Picking up on our last article about owner-performed cabin door adjustments, it’s time to move on to baggage and cargo door adjustments. Baggage and cargo doors on Beech models 33 through 58 were built in three distinctly different ways. Beginning in 1947, most of the 33 through 55 airplanes were manufactured with small baggage doors. With two different but simple and reliable latching mechanisms, these early doors have no provisions for, nor do they require, adjustment. Air and water leaks are managed by re-positioning or replacing the rubber seals. Pay attention to these seals, as we often find corrosion in the structure below the doors caused by uncorrected water leaks.
By the mid-sixties, Beech offered an optional large baggage door for 35 and 55 models that eventually became standard on all the later 33, 35 and 55 airplanes. Unlike the cabin doors, adjustments for these large baggage doors are internal and rarely require attention. That said, there are some tricks we can employ if you are having a problem with water leaks or getting the door to close, particularly when a new windlace cord or rubber seal is installed. Start by lubricating the three-pin latching system. We use 3-in-1 oil to lubricate the moving parts of the rotating handle mechanism, and ‘door-ease’ lubrication sticks to lubricate the surfaces of the three latching pins where they contact the receiver plates. Next we turn our attention to the durlon plastic receiver plates in the door jamb. Since these durlon plates are riveted in place, adjustment is accomplished by using a moto tool and small rotary file to taper the outer surface of the hole, allowing the tapered door latching pin to more easily guide itself into the durlon receiver plate.

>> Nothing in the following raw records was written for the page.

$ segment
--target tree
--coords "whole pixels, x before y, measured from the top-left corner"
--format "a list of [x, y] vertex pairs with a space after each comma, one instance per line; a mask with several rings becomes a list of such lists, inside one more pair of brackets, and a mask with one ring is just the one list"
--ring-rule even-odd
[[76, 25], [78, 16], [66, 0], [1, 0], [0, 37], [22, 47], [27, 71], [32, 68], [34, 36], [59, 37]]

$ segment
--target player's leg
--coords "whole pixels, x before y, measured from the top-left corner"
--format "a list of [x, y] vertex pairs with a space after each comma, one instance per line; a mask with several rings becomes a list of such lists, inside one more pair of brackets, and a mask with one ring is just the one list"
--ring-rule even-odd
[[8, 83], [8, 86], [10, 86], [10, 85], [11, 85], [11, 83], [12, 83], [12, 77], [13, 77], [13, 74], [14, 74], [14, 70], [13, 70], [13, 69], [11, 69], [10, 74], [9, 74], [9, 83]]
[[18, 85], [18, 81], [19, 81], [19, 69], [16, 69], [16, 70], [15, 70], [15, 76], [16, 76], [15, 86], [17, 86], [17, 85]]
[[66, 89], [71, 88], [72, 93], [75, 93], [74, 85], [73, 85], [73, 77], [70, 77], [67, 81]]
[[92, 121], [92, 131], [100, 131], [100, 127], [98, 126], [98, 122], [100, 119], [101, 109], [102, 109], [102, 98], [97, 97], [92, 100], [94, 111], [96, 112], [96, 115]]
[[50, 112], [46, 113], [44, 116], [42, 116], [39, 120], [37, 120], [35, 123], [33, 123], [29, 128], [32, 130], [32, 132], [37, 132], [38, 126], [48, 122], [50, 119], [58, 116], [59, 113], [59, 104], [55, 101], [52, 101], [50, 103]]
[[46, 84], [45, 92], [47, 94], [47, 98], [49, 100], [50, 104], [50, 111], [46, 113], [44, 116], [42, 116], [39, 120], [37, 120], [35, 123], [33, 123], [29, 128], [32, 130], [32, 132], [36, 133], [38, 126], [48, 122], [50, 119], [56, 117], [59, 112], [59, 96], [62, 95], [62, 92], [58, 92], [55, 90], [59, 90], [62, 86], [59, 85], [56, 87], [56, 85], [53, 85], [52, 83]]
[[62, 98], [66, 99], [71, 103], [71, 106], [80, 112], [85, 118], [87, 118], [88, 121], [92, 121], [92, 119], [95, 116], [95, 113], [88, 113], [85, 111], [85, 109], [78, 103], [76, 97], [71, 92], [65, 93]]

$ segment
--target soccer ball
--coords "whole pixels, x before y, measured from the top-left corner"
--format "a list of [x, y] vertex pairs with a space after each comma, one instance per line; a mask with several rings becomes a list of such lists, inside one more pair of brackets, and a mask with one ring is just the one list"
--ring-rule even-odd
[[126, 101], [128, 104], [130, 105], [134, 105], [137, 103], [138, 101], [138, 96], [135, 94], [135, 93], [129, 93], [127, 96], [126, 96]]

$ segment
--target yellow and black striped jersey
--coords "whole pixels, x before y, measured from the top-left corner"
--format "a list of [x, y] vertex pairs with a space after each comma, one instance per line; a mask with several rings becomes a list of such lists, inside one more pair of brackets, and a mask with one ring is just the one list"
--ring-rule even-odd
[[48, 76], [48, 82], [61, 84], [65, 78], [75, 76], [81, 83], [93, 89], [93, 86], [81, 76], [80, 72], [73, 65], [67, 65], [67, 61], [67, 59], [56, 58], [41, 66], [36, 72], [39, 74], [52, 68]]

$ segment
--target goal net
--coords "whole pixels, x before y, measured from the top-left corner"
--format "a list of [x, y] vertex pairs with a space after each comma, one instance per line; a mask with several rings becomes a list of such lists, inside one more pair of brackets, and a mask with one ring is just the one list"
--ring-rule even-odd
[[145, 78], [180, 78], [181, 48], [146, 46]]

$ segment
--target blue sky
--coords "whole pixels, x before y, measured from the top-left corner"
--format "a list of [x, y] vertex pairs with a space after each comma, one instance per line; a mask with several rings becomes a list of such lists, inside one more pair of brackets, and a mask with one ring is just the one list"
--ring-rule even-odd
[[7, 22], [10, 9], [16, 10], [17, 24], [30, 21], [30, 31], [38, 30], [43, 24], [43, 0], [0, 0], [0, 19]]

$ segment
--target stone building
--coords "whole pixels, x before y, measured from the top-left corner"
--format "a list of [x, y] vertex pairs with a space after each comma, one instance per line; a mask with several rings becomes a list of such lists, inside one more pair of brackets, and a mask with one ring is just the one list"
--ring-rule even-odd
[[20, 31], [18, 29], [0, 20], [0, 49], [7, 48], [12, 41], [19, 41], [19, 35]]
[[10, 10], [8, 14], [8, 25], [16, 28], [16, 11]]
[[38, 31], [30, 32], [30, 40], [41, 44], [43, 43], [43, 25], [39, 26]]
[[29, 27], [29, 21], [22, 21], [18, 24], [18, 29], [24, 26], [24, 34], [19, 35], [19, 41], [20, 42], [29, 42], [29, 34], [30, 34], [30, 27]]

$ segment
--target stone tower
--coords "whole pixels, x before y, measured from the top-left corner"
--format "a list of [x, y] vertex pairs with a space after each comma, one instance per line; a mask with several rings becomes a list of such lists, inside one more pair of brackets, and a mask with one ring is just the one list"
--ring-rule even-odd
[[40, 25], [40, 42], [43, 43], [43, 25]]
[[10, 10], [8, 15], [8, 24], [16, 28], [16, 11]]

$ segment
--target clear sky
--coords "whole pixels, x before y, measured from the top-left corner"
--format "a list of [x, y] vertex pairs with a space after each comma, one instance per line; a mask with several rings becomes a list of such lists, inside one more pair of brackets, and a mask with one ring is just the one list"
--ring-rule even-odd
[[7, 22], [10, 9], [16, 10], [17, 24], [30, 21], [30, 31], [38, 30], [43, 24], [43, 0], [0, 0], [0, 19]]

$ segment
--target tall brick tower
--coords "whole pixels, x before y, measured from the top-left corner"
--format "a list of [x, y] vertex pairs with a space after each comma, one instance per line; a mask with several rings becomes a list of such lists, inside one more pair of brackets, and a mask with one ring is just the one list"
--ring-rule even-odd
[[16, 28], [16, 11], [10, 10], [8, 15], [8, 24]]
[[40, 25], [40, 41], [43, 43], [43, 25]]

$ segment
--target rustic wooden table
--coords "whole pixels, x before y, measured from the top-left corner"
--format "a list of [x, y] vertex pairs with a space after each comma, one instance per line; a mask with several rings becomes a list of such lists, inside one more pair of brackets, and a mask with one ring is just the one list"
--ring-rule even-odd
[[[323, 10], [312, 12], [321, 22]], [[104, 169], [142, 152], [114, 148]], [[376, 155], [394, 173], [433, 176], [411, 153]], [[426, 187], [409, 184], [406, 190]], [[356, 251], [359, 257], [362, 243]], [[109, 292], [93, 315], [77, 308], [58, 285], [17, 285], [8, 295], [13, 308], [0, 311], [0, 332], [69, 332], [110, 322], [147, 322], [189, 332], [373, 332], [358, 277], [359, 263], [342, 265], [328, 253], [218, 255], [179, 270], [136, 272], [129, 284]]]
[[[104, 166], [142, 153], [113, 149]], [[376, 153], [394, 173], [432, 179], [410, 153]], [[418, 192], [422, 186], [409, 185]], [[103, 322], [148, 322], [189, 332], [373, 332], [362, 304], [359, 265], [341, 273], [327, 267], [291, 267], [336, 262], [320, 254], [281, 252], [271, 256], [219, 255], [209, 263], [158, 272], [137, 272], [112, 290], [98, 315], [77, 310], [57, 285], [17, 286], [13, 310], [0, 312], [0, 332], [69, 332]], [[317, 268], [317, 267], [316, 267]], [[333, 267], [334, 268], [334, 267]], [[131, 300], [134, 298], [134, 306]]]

If we find that the durlon receiver plate is cracked (and we often find this), we fabricate a new receiver plate using a more durable phenolic material that is easily machined and a lot stronger than the original plastic. Phenolic material is porous, allowing oil to penetrate into the fibrous material, providing a long-lasting source of lubrication. One final detail. We often find machining marks left on the surfaces of the tapered latching pins. In this case, we use fine sandpaper or emery cloth to polish the mating surfaces of the latching pins. Every bit helps.
You may need to be persistent. Large baggage doors can require several attempts of taper-reaming the receiver holes and re-lubrication to finally get them to close. If after completing these adjustment procedures your door is tight to close, be patient. A few days sitting outside on a hot summer day will allow the new seal and windlace to set and make the door easier to close.
The final type of baggage doors to discuss are the dual cargo doors common to 36 and 58 model airplanes. These delicate composite bonded doors can be quite challenging to adjust, particularly after new seals or a larger diameter windlace cord (that actually seals) have been installed. The only external adjustment Beech provided for these doors is at the chrome plated slotted steel receiver plate for the upper latch on the aft cargo door. As on the large single baggage doors, it’s a very good idea to fabricate new phenolic latching pin receivers and taper them with a small moto tool rotary file to aid in closure. Beech also made U-shaped plastic stop blocks that are attached to the door jamb that unfortunately are easily broken. These can be fabricated as an owner-approved and owner-installed part. The dual cargo doors also have several rarely needed internal adjustments that are best left to a technician who is familiar with these doors.
A word about owner-approved parts. The FAA has a provision in part 43 of the regulations that allows an owner to authorize a licensed mechanic to research and fabricate certain parts for certified airplanes. Partner with your mechanic if you should consider fabricating these phenolic components.
No baggage and cargo door discussion would be complete without mentioning techniques that make closing these doors easier as well as save wear and tear on the doors themselves. When closing large baggage doors, lean your shoulder into the aft portion of the door as you rotate the handle to the closed position. On the dual cabin doors, I like to push in on the top of each door with my left hand as I rotate the handle to the locked position with my right. These procedures help to pre-compress the door seals as the locking mechanisms are pulling the door closed.
Speaking of seals, my next Wing Tips article will be on the proper installation and maintenance of door seals and opening window seals. Til then, fly safe!